Três engenheiros que atuavam no Vale do Silício foram formalmente acusados por um júri federal americano de roubar segredos comerciais do Google e de outras empresas de tecnologia. A denúncia, anunciada pelo escritório do procurador dos EUA para o Distrito Norte da Califórnia, alega que os indivíduos também teriam transferido informações confidenciais para o Irã.
Acesso a Dados Estratégicos
Samaneh Ghandali, 41 anos, sua irmã Soroor Ghandali, 32, e Mohammadjavad Khosravi, 40, todos residentes em San Jose, foram presos e apresentados a um tribunal federal. De acordo com as autoridades, os acusados, que possuem cidadania iraniana em diferentes estágios de residência nos EUA, teriam utilizado suas posições em empresas de tecnologia para obter acesso a centenas de arquivos sigilosos. Esses documentos incluiriam informações sobre segurança de chips e tecnologias de criptografia.

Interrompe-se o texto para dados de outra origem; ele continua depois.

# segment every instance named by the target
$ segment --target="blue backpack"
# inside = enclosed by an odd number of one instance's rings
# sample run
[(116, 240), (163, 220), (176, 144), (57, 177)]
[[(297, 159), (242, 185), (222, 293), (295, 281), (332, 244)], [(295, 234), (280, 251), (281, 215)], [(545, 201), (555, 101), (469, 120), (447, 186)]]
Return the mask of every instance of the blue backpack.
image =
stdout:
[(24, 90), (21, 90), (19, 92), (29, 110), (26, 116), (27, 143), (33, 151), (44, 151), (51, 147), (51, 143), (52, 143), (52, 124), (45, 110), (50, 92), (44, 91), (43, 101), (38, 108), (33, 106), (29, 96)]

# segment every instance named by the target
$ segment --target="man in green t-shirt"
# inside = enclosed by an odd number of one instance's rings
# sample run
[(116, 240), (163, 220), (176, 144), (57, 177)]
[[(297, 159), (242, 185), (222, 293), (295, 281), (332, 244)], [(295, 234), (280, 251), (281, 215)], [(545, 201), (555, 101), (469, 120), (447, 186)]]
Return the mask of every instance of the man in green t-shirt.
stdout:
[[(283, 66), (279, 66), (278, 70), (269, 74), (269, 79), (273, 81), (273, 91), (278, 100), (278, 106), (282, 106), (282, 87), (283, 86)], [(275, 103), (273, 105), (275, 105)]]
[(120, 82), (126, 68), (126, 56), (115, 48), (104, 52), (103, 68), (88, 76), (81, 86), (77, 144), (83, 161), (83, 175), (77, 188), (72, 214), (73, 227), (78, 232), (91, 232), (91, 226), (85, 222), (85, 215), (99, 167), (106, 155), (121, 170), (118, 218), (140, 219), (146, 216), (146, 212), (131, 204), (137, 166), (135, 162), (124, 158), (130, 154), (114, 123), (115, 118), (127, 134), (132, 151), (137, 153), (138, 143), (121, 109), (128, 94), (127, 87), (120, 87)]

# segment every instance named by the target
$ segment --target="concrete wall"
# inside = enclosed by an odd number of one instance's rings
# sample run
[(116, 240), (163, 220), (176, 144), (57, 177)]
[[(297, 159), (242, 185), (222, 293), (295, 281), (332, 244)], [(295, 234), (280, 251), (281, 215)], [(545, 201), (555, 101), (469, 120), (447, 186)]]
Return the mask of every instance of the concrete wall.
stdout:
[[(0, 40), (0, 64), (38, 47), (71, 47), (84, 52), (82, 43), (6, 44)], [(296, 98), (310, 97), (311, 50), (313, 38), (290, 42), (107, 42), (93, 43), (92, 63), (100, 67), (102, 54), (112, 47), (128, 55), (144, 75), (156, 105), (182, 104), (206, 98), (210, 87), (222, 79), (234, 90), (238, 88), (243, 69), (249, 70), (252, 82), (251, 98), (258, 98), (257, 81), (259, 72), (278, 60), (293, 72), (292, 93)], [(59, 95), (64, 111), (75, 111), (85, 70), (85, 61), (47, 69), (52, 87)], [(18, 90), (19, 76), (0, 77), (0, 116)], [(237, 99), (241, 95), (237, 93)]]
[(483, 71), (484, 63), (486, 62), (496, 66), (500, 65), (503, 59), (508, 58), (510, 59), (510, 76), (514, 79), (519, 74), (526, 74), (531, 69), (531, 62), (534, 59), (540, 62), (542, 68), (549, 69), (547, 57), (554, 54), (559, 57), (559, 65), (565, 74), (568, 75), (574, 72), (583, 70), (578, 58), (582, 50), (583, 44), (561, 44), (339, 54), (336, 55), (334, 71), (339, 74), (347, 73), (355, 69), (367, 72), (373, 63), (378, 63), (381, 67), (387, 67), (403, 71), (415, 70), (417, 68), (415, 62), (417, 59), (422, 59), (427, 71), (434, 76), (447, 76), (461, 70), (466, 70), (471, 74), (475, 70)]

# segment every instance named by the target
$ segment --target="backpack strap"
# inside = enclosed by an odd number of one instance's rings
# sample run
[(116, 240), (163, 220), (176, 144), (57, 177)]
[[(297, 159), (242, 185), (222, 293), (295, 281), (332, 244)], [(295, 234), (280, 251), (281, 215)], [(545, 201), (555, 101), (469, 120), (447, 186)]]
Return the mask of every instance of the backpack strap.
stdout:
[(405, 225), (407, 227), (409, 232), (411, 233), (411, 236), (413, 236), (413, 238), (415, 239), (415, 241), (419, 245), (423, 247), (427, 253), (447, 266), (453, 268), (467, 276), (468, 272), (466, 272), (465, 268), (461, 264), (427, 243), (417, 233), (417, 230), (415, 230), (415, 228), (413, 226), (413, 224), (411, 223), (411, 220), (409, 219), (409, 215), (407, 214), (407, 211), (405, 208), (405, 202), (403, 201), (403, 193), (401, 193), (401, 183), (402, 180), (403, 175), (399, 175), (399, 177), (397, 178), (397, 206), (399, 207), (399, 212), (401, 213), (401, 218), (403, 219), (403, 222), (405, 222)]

Samaneh e Soroor trabalharam no Google antes de se mudarem para outra companhia de tecnologia. Khosravi, marido de Samaneh e ex-militar iraniano, atuava em uma empresa desenvolvedora de plataformas system-on-a-chip (SoC), tecnologia fundamental para dispositivos como smartphones. Os promotores destacam o valor econômico dessas informações, que poderiam beneficiar concorrentes se divulgadas.
Tentativas de Ocultação e Consequências
A acusação detalha que os engenheiros teriam utilizado um aplicativo de comunicação de terceiros para enviar os arquivos a contas vinculadas a seus nomes. Posteriormente, os dados teriam sido copiados para dispositivos pessoais e transferidos para o Irã. O FBI aponta que os réus teriam tomado medidas para evitar a detecção, como pesquisar métodos de exclusão de comunicações e fotografar telas de computador para contornar sistemas de monitoramento.
Após a revogação do acesso de Samaneh aos sistemas do Google em agosto de 2023 devido a atividades suspeitas, ela teria negado o compartilhamento de informações confidenciais. A investigação também aponta que o casal utilizou um laptop pessoal para pesquisar como ocultar comunicações. Um dia antes de uma viagem ao Irã em dezembro de 2023, Samaneh teria registrado imagens com dados sigilosos, que teriam sido acessados por dispositivos associados aos réus já no exterior.
Os três engenheiros respondem por conspiração para roubo de segredos comerciais, roubo e tentativa de roubo dessas informações, além de obstrução da Justiça. Caso sejam condenados, podem enfrentar penas de até 10 anos de prisão por cada violação de segredo comercial e até 20 anos por obstrução, com multas que podem atingir US$ 250 mil por acusação.